The Requiem Mass for northern Ireland's Cardinal Cahal Daly takes place today (5 January 2010) at 12.00 noon, followed by his burial in the grounds of St Patrick's Cathedral. The Cardinal, who led the Roman Catholic Church in Ireland during the sectarian violence that racked the island, and who has died aged 92, has been praised as a champion of peace and justice.

"Our country has lost one of its brightest lights and most able sons, who played a vital role in promoting reconciliation, peace and justice at a critical moment in our history," said Archbishop Sean Brady of Armagh, Daly's successor as head of the Catholic Church in Ireland, in a 1 January statement.

Thousands paid their last respects to the former Primate of All Ireland, as his body was taken from St Peter's Cathedral in Belfast to St Patrick's Cathedral in Armagh, on Monday 4 January.

In a telegram addressed to Cardinal Sean Baptist Brady, current archbishop of Armagh, Pope Benedict XVI praised "Cardinal Daly's long years of devoted pastoral service to the Church as priest, bishop and primate of All Ireland, his assistance as a member of the College of Cardinals, and especially his sustained efforts in the promotion of justice and peace in Northern Ireland".

Archbishop of Westminster Vincent Nichols also paid tribute: "Catholics in England Wales will today be mourning the death of Cardinal Cahal Daly.
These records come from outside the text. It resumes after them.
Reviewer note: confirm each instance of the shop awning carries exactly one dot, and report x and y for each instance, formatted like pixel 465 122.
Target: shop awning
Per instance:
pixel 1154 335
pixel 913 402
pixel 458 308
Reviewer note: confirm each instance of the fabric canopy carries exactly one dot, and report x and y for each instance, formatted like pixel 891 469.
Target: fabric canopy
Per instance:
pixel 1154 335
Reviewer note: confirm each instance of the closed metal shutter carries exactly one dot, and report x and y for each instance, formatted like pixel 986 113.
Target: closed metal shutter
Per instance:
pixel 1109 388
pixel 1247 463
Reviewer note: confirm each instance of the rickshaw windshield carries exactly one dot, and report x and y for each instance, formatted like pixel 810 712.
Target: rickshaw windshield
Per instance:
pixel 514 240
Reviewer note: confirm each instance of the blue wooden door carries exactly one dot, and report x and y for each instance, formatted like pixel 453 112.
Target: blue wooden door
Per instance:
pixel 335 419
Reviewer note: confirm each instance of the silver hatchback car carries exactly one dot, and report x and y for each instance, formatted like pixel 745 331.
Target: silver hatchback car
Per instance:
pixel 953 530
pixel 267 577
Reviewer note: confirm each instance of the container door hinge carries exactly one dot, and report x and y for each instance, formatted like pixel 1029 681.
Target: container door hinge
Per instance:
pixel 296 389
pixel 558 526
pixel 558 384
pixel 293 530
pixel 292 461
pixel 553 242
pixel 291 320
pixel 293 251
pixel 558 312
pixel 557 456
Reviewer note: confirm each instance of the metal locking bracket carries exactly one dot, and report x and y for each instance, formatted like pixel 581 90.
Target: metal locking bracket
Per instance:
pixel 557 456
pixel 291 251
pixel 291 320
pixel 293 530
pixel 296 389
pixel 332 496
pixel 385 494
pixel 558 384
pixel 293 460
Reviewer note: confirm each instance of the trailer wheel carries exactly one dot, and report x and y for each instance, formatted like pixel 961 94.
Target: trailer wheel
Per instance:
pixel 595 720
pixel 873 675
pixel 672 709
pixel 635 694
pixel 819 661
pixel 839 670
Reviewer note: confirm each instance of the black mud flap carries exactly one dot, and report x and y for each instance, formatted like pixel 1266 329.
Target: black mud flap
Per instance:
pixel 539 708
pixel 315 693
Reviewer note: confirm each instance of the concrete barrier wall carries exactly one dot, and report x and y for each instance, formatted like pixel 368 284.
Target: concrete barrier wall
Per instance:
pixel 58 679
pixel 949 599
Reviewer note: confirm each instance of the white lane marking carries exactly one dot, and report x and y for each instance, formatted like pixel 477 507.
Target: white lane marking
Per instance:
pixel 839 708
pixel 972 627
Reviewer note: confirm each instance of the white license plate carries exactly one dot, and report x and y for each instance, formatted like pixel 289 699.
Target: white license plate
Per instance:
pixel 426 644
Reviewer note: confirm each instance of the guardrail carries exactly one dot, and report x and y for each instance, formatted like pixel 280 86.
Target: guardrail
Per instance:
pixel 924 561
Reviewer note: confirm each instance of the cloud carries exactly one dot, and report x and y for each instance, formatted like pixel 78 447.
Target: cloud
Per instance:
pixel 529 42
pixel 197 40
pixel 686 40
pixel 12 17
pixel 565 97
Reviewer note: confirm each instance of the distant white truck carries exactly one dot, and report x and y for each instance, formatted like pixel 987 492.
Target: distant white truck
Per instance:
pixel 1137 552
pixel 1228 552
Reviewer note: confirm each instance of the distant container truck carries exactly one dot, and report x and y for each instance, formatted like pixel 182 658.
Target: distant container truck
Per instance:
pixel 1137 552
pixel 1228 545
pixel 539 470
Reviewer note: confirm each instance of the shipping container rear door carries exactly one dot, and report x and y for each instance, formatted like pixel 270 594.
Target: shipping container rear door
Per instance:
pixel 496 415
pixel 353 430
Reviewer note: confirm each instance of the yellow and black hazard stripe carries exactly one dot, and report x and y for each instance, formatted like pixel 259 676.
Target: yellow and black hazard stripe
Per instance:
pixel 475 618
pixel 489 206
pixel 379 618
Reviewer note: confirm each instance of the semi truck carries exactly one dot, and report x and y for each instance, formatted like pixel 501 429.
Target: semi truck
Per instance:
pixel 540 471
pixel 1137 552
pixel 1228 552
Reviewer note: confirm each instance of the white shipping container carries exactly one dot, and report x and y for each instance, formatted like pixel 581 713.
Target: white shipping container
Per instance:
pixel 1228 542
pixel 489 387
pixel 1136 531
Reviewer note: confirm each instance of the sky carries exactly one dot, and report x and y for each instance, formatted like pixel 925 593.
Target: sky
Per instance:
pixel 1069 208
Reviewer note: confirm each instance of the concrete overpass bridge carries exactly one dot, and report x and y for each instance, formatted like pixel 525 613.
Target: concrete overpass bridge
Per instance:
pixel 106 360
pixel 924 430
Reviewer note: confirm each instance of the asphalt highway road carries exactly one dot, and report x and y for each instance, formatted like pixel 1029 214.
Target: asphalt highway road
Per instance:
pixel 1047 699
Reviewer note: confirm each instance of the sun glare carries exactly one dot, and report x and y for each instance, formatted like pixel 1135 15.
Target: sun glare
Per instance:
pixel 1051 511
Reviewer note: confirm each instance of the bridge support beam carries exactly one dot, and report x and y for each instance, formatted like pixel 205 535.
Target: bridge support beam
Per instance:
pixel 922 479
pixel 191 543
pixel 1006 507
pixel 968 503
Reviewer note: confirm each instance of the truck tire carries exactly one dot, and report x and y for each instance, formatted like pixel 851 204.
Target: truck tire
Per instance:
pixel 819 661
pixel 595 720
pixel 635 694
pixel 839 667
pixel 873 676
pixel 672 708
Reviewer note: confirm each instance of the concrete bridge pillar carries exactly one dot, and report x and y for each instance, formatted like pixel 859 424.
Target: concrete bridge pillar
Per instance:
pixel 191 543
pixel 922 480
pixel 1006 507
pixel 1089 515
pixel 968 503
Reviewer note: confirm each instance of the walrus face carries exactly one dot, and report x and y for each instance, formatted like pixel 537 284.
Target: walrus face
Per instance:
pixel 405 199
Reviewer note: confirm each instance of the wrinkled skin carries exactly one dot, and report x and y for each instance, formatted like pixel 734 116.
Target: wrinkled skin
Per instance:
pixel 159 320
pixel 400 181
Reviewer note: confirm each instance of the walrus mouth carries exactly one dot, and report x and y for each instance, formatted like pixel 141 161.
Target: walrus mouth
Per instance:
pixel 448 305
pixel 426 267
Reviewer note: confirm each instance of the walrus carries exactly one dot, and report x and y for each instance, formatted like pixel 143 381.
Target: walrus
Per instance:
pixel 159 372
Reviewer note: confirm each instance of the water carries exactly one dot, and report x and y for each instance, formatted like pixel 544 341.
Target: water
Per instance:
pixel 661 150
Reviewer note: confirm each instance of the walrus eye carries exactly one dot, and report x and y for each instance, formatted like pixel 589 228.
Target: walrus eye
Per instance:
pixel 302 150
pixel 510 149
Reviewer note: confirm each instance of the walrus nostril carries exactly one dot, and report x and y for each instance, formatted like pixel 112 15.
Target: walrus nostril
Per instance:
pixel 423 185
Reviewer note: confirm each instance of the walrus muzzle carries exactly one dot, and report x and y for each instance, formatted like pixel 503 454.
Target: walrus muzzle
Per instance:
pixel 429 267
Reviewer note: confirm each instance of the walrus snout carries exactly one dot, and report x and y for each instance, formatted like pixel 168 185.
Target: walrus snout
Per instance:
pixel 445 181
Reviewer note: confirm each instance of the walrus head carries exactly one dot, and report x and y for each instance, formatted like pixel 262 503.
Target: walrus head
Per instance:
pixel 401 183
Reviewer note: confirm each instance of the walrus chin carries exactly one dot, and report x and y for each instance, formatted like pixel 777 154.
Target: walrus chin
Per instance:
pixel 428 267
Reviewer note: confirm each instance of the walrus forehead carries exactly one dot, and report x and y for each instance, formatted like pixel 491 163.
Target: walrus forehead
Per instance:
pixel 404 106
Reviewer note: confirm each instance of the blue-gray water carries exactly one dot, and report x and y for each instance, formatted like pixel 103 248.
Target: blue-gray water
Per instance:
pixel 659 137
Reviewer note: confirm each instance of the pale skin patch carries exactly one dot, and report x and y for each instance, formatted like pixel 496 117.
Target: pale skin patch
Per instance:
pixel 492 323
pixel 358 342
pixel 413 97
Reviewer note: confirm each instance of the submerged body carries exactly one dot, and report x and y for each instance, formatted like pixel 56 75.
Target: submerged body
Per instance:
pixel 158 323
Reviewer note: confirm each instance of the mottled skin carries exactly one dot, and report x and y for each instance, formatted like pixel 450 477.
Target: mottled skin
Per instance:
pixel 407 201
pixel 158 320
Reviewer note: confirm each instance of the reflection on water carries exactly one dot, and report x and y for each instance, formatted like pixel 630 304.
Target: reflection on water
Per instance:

He is warmly remembered as an outstanding leader, a most kind and courteous person, a fine scholar and a man who appreciated all that is best in Irish culture. Most of all he worked tirelessly for peace in Ireland especially in the darkest years of the violence.

Daly stood strongly for justice and the human rights of the minority community in the north of Ireland, but he remained implacably opposed to the IRA and to the use of violence as a tool for resolving political disputes.

Traditional in his Catholic convictions, the cardinal was enlivened by an enquiring and penetrating intellect and a keen pastoral sense. He was also a committed ecumenist, and representatives of Protestant, other faith and civic and secular bodies have joined the tributes, both in Ireland and internationally.